Let $w_k$ be the eigenfunctions of the Laplace-Beltrami operator on a compact manifold $M$ without boundary. We assume that $\{w_k\}$ are orthonormal, thus $\|w_k \|_{L^2} = 1$.
We know $w_k$ are smooth functions. Is such a bound true: $$\lVert w_k \rVert_{L^\infty(M)} \leq C$$ for all $k$? i.e. are all the eigenfunctions bounded above p/w a.e. by a single constant? Can we remove the a.e. part?
In 1D domains the eigenfunctions are sine and cosine functions which are nice of course.
The answer to the question is no.
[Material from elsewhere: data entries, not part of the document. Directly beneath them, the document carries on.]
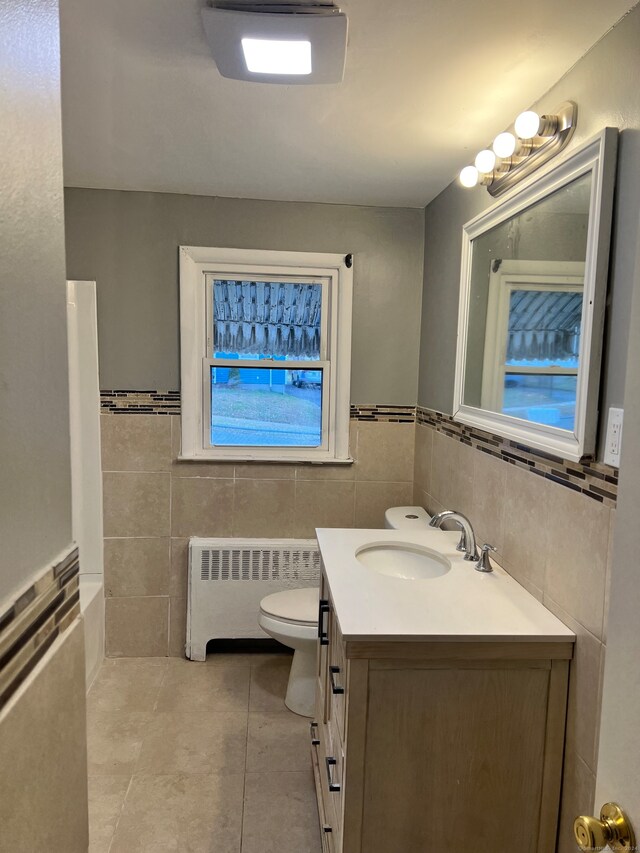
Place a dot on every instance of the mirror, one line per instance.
(532, 298)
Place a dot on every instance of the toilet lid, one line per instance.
(293, 605)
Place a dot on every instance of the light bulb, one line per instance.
(527, 124)
(504, 144)
(485, 161)
(469, 176)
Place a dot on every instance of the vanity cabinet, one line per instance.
(431, 745)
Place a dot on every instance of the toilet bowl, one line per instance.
(291, 617)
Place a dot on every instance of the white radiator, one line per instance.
(228, 578)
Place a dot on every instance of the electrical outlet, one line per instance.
(613, 441)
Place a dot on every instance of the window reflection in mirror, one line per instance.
(525, 310)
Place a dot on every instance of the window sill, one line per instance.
(282, 460)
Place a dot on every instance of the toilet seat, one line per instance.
(292, 606)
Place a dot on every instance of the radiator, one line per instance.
(229, 577)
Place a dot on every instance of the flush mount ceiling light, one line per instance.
(277, 43)
(532, 141)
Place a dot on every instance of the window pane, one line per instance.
(266, 319)
(266, 407)
(544, 328)
(543, 398)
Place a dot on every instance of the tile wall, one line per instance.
(556, 541)
(153, 503)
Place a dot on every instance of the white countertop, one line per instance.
(461, 605)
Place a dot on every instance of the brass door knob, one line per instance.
(612, 829)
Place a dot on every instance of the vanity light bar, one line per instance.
(517, 152)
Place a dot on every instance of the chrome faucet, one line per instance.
(467, 541)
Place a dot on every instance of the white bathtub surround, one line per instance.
(86, 467)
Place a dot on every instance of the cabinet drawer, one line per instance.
(328, 772)
(337, 678)
(324, 811)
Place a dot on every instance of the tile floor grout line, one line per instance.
(124, 800)
(246, 758)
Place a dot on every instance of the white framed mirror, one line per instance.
(532, 299)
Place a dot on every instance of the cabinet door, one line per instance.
(445, 749)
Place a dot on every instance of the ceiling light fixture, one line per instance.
(268, 56)
(514, 155)
(277, 43)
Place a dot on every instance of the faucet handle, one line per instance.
(484, 563)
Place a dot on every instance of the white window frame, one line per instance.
(559, 276)
(198, 266)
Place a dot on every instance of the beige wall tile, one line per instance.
(323, 504)
(523, 580)
(177, 627)
(264, 508)
(137, 627)
(461, 483)
(525, 541)
(178, 578)
(136, 442)
(43, 754)
(372, 499)
(136, 504)
(201, 507)
(264, 471)
(607, 583)
(136, 566)
(585, 689)
(422, 456)
(489, 482)
(578, 792)
(180, 468)
(443, 454)
(385, 452)
(577, 557)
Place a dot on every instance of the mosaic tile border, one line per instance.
(34, 621)
(168, 403)
(387, 414)
(593, 479)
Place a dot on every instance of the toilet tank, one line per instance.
(406, 517)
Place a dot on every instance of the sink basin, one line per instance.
(403, 560)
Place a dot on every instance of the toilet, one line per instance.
(291, 617)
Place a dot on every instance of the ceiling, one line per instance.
(427, 83)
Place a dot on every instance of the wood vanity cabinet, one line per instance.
(430, 746)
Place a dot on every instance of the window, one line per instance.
(532, 344)
(265, 355)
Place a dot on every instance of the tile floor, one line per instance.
(198, 758)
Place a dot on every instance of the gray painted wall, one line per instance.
(35, 496)
(604, 85)
(128, 242)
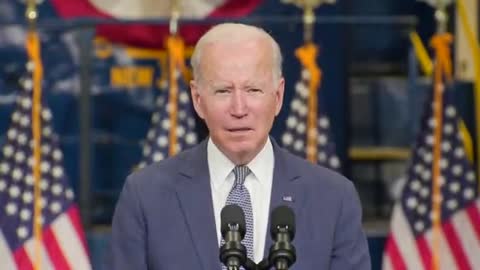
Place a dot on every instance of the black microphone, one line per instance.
(233, 254)
(282, 229)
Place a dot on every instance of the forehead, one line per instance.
(249, 60)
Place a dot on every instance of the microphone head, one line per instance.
(232, 218)
(282, 220)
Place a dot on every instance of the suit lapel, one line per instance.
(194, 194)
(286, 188)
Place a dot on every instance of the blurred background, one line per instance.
(106, 81)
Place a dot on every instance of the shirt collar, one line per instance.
(220, 166)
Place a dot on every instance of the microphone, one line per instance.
(233, 254)
(282, 229)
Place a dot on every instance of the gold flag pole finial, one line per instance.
(308, 7)
(31, 14)
(174, 16)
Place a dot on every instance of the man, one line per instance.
(168, 215)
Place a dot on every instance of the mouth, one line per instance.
(239, 130)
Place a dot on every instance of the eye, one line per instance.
(222, 91)
(255, 90)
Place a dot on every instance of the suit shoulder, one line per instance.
(319, 176)
(159, 174)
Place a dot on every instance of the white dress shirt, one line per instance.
(258, 184)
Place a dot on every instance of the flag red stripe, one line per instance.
(455, 246)
(235, 8)
(54, 251)
(74, 217)
(78, 8)
(22, 259)
(425, 253)
(474, 215)
(145, 35)
(392, 251)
I'm going to share some interesting things I learned from:
Toth and Zelditch, Riemannian Manifolds with Uniformly Bounded Eigenfunctions: https://arxiv.org/abs/math-ph/0002038
Garrett, Harmonic Analysis on Spheres, I: http://www-users.math.umn.edu/~garrett/m/mfms/notes_c/spheres_I.pdf - This is a nice set of notes building the theory of spherical harmonics in an interesting way.
Toth and Zelditch prove a theorem of the form: Under a "completely integrable geodesic flow assumption", if there is a uniform $L^\infty$-bound on all $L^2$-normalized eigenfunctions, then $(M, g)$ is flat. (This is outside my area of expertise and I have not attempted to understand the assumption or to read their proof.)
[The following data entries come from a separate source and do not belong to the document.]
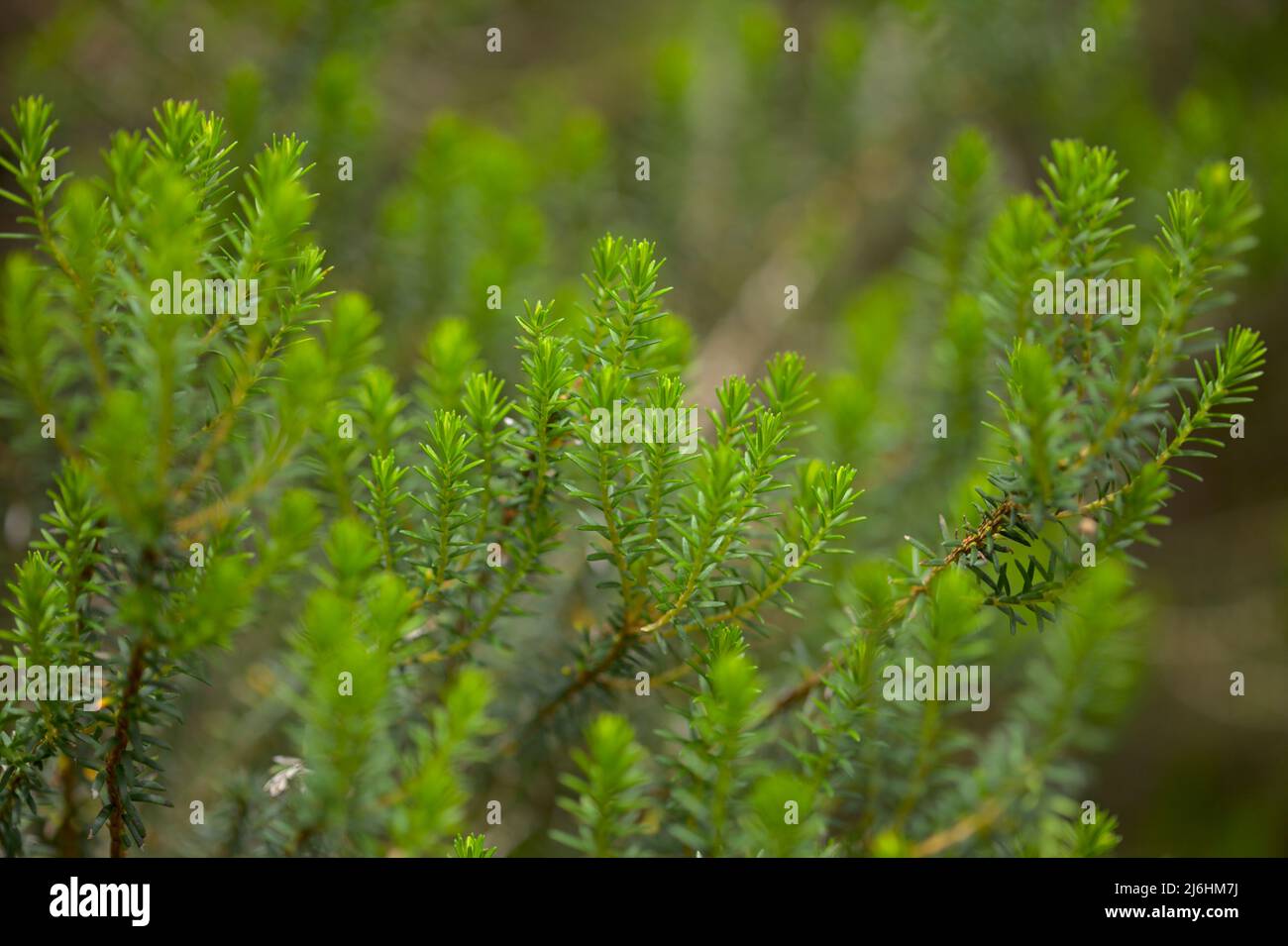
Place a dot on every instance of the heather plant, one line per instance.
(217, 468)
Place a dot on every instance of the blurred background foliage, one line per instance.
(767, 170)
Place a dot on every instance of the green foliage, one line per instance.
(217, 472)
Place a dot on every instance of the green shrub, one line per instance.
(205, 459)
Remark: The statement "there exists an orthonormal basis of eigenfunctions with uniformly bounded $L^\infty$-norm" is strictly weaker than "there is a uniform bound on the $L^\infty$-norm that applies to every orthonormal basis of eigenfunctions". For example, on the torus $\mathbb{R}^n/\mathbb{Z}^n$, the former is true, but not the latter.
Claim: Let $E_\lambda$ be the $\lambda$-eigenspace. There exists $w \in E_\lambda$ such that \begin{align*} \frac{||w||_{L^\infty}}{||w||_{L^2}} \geq \sqrt{\frac{\dim E_\lambda}{\operatorname{volume}(M)}}. \end{align*}
Corollary: If there exists a sequence of eigenvalues of unbounded multiplicity, then there exists a sequence of $L^2$-normalized eigenfunctions with unbounded $L^\infty$-norm.
Note that the standard torus and the standard sphere both have a sequence of eigenvalues of unbounded multiplicity.
Proof of Claim: For $x \in M$, consider this functional on $E_\lambda$: $f \in E_\lambda \mapsto f(x) \in \mathbb{C}$. By the Riesz representation theorem, there exists $F_x \in E_\lambda$ such that for every $f \in E_\lambda$, $f(x) = \langle f, F_x \rangle$.
In particular, $F_x(x) = \langle F_x, F_x \rangle = ||F_x||_{L^2}^2$, so $||F_x||_{L^2} = \sqrt{F_x(x)}$ and \begin{equation} \tag{$\ast$} \label{ineq} \frac{||F_x||_{L^\infty}}{||F_x||_{L^2}} \geq \frac{F_x(x)}{||F_x||_{L^2}} \geq ||F_x||_{L^2} = \sqrt{F_x(x)}, \end{equation} and this holds for every $x \in M$. (We'll try to find $x_0$ where $F_{x_0}(x_0)$ is large.)
Let $\{w_i\}$ be an orthonormal basis for $E_\lambda$. Expand $F_x$ in terms of the basis: $F_x = \sum_i \langle F_x, w_i \rangle w_i = \sum_i \overline{w_i(x)} w_i$. Now evaluate at $x$: \begin{align*} F_x(x) = \sum_i \overline{w_i(x)} w_i(x) = \sum_i | w_i(x)|^2. \end{align*} Integrate over $M$: \begin{align*} \int_M F_x(x)\, \operatorname{dvol}(x) &= \sum_i \int_M | w_i(x)|^2 \operatorname{dvol}(x) \\ &= \sum_i 1 \\ &= \dim E_\lambda. \end{align*} Thus there exists $x_0 \in M$ such that $F_{x_0}(x_0) \geq \dim E_\lambda/\operatorname{volume}(M)$. Using \eqref{ineq}, this shows that \begin{align*} \frac{||F_{x_0}||_{L^\infty}}{||F_{x_0}||_{L^2}} \geq \sqrt{\frac{\dim E_\lambda}{\operatorname{volume}(M)}}. \end{align*}
End Proof of Claim.
Remark: There's nothing special about $E_\lambda$, and in fact we could replace $E_\lambda$ by the span of any finite set of continuous functions.